Agreed. This could be the vehicle that finally gets NASA manned
spaceflight beyond LEO in a truly meaningful way. With its crazy
capacity and delta-V capability, it could land all the science
experiments on the moon that NASA could dream up (at least in the next
5-10 years). The BFR upper stage is very close to the hypothetical in
orbit refuelable SSTO discussed in the sci.space about three decades
ago.

Note that Musk figures that in the next few years SpaceX will capture
half of the entire satellite launch business. In the face of that and
BFR, NASA's 'lunar orbiting space station' makes even less sense (and
it made very little in the first place - what's it for, exactly?).


Possibly. But Blue Origin isn't sitting still either, so SpaceX could
have some competition. Real competition is a good thing.

There will no doubt be a portion of launches by governments that will
choose to use their own vehicles, at least for some time. It would be a
bit embarrassing, for example, for Ariane 6 to only fly a few times due
to high costs and complete lack of customers.

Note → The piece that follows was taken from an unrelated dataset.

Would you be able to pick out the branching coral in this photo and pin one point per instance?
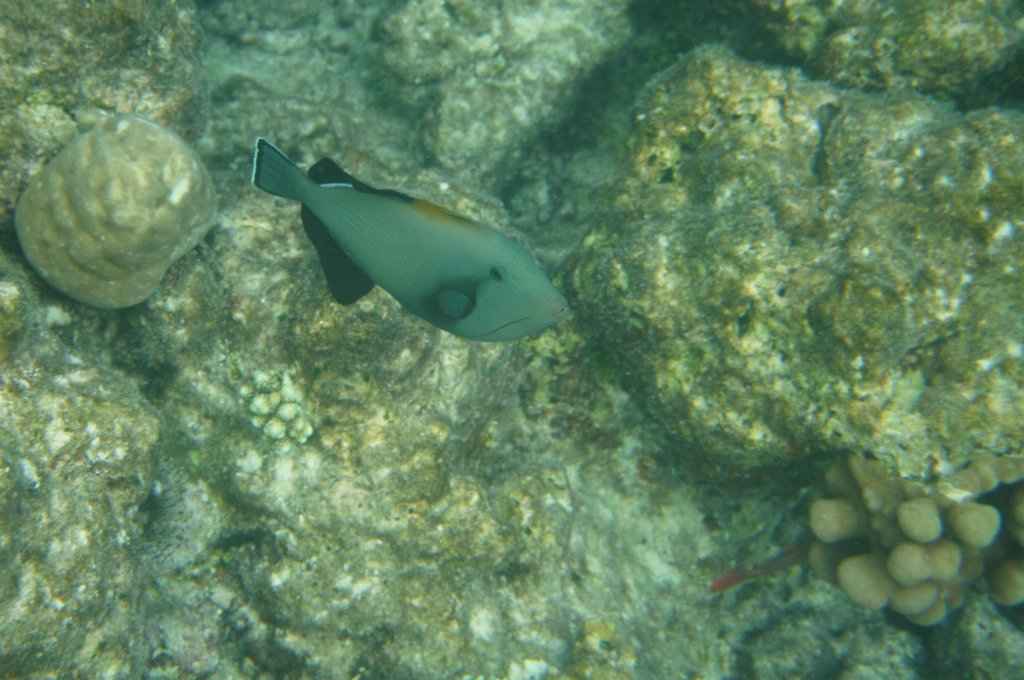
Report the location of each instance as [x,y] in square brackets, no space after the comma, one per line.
[913,546]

I loved the illustration Musk showed of a BFR spaceship docked to ISS.
Given that the BFR spacecraft can carry 100 people in cabins with
supplies for 3-6 months, what the hell would you need ISS for once
it's flying?


Routine, inexpensive, access to LEO via BFR might turn out to be a
viable replacement for much of the activities done on ISS today. Why
rotate a crew on ISS every six months when you can just launch another
BFR with crew and experiments?

But, IMHO, you still need long term (years rather than months) in space
laboratories, habitats, power generation, and etc. to perform longer
term experiments. So ISS may still have a purpose for some time to
come. But, time will tell.

Truly cheap access to space (CATS) is something the sci.space newsgroup
has been discussing since I started reading it back in 1988 or so. It's
taken decades to get where we are now (proving once and for all that the
all expendable old space "emperor has no clothes"). It may take another
10 or more years for the vision of a truly inexpensive BFR to become
reality. But I truly hope that SpaceX's time-line for BFR is fairly
realistic and that it is as successful as they hope.

Worst case, we've still got Blue Origin slowly plodding along. Bezos
seems quite content to keep funding it at its current pace. That's the
advantage of being a multi-billionaire. You don't have to rely
completely on outside funding for truly long term investments in new
tech.

It's kind of sad really. US corporations are sitting on so much cash
these days that could be funding truly long term tech development.
Apple, for example, has an obscene amount of cash, but all they seem to
be producing is incremental updates to the iPhone that truly don't
impress me. I'll be sticking with my 64GB iPhone 6 hand-me-down (was my
oldest daughter's) until it dies completely.